UK songwriters use Americanisms more frequently than the general population. They listen to a lot of NA music and they want to sell there too.

Arabic “habibi” means darling and sounds like English “baby,” but I have no idea whether they have a common derivation.
habibi Meaning & Origin | Slang by Dictionary.com.

There’s nothing about “Baby” or “Babe” that prevents their objects being male.

And empiry also shows that the use of “baby” by a female as a name of endearment for a male is not uncommon at all.

I hear that a lot - a female calling her SO, Babe.

“Ooh, baby, that feels good!” is gender-indeterminate.
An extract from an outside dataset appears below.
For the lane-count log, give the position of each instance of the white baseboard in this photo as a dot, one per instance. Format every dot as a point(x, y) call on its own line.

I was in New Orleans with a group of friends years ago. We went into a store looking for bandaids after one woman drunkenly tripped and did a faceplant on the sidewalk. The store owner heard us talking about the situation. He was an older black gentleman and looking at our wounded companion, he said, “Awww, baby, did you talk a bite outa Bourbon Street?”
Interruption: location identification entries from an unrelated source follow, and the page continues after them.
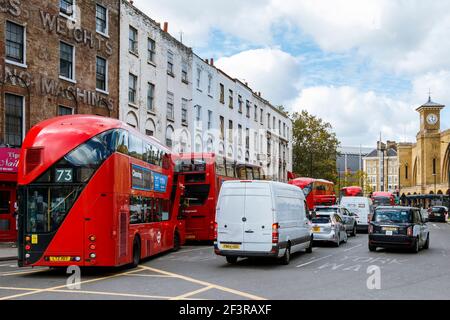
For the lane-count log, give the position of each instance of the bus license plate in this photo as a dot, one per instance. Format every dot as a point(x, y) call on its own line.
point(60, 259)
point(231, 246)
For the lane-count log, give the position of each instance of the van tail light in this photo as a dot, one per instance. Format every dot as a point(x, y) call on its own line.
point(410, 232)
point(33, 159)
point(216, 227)
point(275, 233)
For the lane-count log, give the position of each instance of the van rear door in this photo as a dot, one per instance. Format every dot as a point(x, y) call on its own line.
point(230, 213)
point(259, 218)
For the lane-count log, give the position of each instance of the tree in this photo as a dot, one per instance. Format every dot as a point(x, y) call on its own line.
point(314, 147)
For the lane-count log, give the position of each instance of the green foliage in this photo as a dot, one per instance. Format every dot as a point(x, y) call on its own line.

I suspect the use of the word “baby” as a term of endearment was infantilizing during a time when it was the norm for men to treat their wives almost as if they were children (given allowances, spankings, etc). But concurrent with the dawn of women’s liberation in the Sixties, the counterculture (soon to be mainstream culture) adopted “baby” as a broader, more general term of address. For a few years, heterosexual men could address each other as “baby”. That was pulled back a bit when the hippy counterculture was appropriated by the mainstream in the Seventies, but “baby” still emerged as a non gender-specific term with no infantile implications when used to address any number of acquaintances or even strangers.
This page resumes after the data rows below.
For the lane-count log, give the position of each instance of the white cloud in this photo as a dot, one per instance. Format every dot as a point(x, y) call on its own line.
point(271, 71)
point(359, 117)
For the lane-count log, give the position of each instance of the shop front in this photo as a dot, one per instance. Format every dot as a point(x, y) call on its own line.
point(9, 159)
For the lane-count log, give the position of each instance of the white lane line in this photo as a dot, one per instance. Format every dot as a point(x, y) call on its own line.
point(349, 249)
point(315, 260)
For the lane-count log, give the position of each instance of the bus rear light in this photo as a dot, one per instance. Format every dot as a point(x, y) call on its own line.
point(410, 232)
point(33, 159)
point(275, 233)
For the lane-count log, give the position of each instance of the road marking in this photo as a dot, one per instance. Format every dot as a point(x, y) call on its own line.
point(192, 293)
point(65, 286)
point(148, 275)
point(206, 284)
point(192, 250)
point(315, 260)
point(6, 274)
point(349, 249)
I have my doubts about that theory. The use of “baby” as a name of endearment is very similar to the use of diminutives as names of endearment, and that usage has a long history that goes back millennia, in many different languages, and for both male-to-female and vice versa. Human beings have a natural predisposition towards finding little children cute; so it’s not far-fetched to use such terms also for grown-ups they are fond of. It’s quite an overtheorisation, in my view, to view and explain everything in terms of gender imbalances.

I study the history of popular culture and I can think of nothing that would support this. Babe and baby have been simple endearments for a hundred years, used by both sexes.

I’ll concede that point since I have no inclination to delve into song titles and love letters of a hundred years ago, but I still stand by my contention that its use in the Sixties made it an even more general term of endearment than it was before then. It was a more intimate term before that.

And I stand by the all the hours of reading and listening that I’ve actually done. It was a general term of endearment, no different from dear or honey or the rest.

I too, have an extensive knowledge of mid-Century pop culture, especially the Fifties and Sixties. I’m sorry our conclusions don’t jibe. I’ll admit, I haven’t made a focused investigation on the specific use of the word “baby”. Have you? What are some examples, say, pre-WWII?

Snip from OED. Baby itself recorded in 1400 Piers Plowman

use #6 colloquial

a. A lover; (also) a spouse. As a term of endearment: darling, sweetheart. Cf. babe n. 4b.In early use only applied to women. After the isolated example in quot. [1684], the modern use of this sense originates in the United States.

1684 A. Behn Love-lett. between Noble-man & Sister 328 Philander, who is not able to support the thought that any thing should afflict his lovely Baby, takes care from hour to hour to satisfie her tender doubting heart.

1862 H. M. Naglee Let. 8 Jan. in Love Life Brig. Gen. H. M. Naglee (1867) 119 Dear, dear, dear Baby, how often, how incessantly I think of you.

1869 H. B. Stowe Oldtown Folks xiv. 147 Yes, Tina, I am glad,…but, baby, we can’t stop to say so much, because we must walk fast and get way…off before daylight.

1889 B. Harte Heritage of Dedlow Marsh 9 ‘Lean on me, baby,’ he returned, passing his arm around her waist.

That’s probably enough for now but there are many many more.

It’s already been established that it has been a term of endearment for well over a hundred years. My contention was that it’s use evolved during the Sixties. It’s use is no longer confined to a love interest.